- Education: Duke University
- Scientific career
- Thesis: Ecology and genetics of arbuscular mycorrhizal fungi (2001)

= Anne Pringle (scientist) =

American biologist

Anne Pringle is an American mycologist and the L&S Mary Herman Rubinstein and Vilas Distinguished Achievement Professor of Botany at the University of Wisconsin, Madison. She is known for her work examining ecology and evolution using fungi as model organisms . Pringle was elected a fellow of the American Association for the Advancement of Science in 2025.

== Education and career ==
Pringle received an A.B. from the University of Chicago in 1993. In 2001 she earned her Ph.D. from Duke University where her studies were in botany. Following her PhD. she was a fellow at the University of California, Berkeley until she joined the faculty at Harvard University. In 2015 Pringle moved to the University of Wisconsin, Madison where she was promoted to professor in 2017. As of 2025, she is the Letters & Science Mary Herman Rubinstein Professor and the Vilas Distinguished Achievement Professor of Botany.

== Research ==
Pringle's early research examined diversity in arbuscular mycorrhiza, a fungus that lives in close association with plants. She has examined the distribution of fungus including a human pathogenic fungus, ectomycorrhizal fungus that live with plants, and lichens that grow on tombstones. Her research includes investigations into how fungal species move in the environment. Pringle also participates in science events to promote knowledge about fungi, shares her knowledge about fungus with children's newspapers, and talks with the public on whiskey fungus, by-product of alcohol distilling.

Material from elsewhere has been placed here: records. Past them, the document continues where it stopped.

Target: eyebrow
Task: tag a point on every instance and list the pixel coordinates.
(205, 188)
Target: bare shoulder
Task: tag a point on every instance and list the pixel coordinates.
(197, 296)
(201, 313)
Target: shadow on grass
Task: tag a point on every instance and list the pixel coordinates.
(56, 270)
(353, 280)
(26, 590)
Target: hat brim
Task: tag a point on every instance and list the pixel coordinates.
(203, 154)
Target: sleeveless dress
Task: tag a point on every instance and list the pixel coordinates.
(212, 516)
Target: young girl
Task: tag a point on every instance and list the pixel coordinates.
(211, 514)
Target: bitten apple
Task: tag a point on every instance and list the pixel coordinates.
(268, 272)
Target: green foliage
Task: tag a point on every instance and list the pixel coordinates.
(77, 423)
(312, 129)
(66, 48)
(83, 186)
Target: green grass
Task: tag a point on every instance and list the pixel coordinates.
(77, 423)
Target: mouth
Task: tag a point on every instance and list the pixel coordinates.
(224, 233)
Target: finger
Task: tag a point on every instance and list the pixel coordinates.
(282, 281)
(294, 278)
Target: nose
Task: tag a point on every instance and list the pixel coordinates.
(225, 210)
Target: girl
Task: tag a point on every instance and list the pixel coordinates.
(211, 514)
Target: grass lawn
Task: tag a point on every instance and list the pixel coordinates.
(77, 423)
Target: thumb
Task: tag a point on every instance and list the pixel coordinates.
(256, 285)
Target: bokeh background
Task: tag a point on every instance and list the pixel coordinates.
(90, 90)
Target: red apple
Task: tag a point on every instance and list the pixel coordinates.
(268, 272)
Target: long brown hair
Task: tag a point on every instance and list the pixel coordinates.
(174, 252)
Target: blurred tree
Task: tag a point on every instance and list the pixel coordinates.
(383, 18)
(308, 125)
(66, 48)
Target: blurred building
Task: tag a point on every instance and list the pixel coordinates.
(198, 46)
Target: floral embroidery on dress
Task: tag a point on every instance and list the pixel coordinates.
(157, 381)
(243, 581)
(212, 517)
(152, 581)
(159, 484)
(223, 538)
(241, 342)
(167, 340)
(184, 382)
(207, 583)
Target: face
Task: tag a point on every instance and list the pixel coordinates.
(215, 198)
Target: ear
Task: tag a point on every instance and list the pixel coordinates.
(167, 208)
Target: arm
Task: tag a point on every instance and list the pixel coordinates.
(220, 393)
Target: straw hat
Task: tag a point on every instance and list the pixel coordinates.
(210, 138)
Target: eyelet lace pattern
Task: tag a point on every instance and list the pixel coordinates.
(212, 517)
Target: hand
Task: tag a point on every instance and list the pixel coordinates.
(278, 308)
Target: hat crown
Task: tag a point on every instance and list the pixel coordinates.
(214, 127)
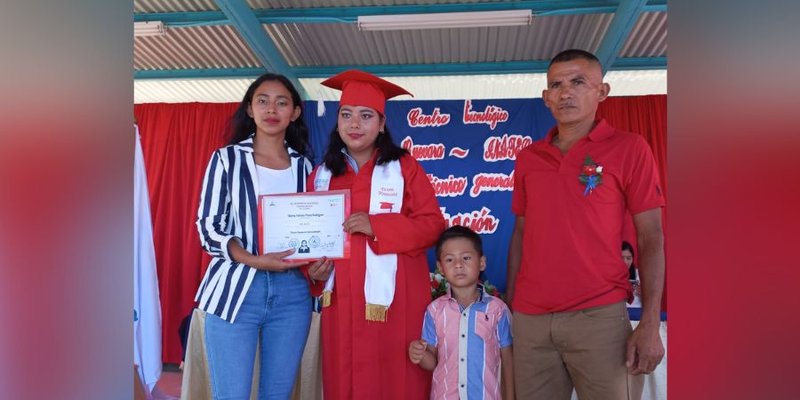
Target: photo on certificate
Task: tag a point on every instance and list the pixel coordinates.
(310, 223)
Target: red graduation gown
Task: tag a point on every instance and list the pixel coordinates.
(369, 360)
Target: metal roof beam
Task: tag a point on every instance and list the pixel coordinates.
(350, 14)
(509, 67)
(242, 17)
(618, 31)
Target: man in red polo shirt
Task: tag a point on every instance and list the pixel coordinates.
(566, 281)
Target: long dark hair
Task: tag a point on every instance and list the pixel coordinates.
(387, 151)
(241, 125)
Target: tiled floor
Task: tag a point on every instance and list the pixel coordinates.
(169, 385)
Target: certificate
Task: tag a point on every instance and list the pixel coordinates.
(310, 223)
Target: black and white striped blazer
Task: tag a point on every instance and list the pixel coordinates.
(228, 210)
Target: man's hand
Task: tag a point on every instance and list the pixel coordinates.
(645, 349)
(416, 351)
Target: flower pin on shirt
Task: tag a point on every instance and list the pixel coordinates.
(591, 175)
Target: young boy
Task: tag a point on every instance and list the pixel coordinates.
(466, 335)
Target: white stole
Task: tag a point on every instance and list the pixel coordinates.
(386, 196)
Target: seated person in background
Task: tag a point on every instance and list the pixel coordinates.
(627, 257)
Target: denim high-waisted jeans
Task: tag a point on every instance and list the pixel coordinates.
(276, 312)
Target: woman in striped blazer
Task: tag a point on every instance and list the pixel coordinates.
(254, 301)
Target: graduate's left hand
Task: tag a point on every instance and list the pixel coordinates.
(645, 349)
(358, 223)
(320, 270)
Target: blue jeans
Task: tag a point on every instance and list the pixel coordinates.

== Selected publications ==
- Pringle, Anne (2002). "The fitness of filamentous fungi"
- Pringle, A. (2005). "Cryptic Speciation in the Cosmopolitan and Clonal Human Pathogenic Fungus Aspergillus Fumigatus"
- Pringle, Anne (2009). "Mycorrhizal Symbioses and Plant Invasions"
- Hoeksema, Jason D. (2010). "A meta-analysis of context-dependency in plant response to inoculation with mycorrhizal fungi"
- Morrison, Eric W. (2016). "Chronic nitrogen additions fundamentally restructure the soil fungal community in a temperate forest"

== Awards and honors ==
In 2018 Pringle was named a fellow of the Mycological Society of America. Pringle was elected a fellow of the American Association for the Advancement of Science in 2025.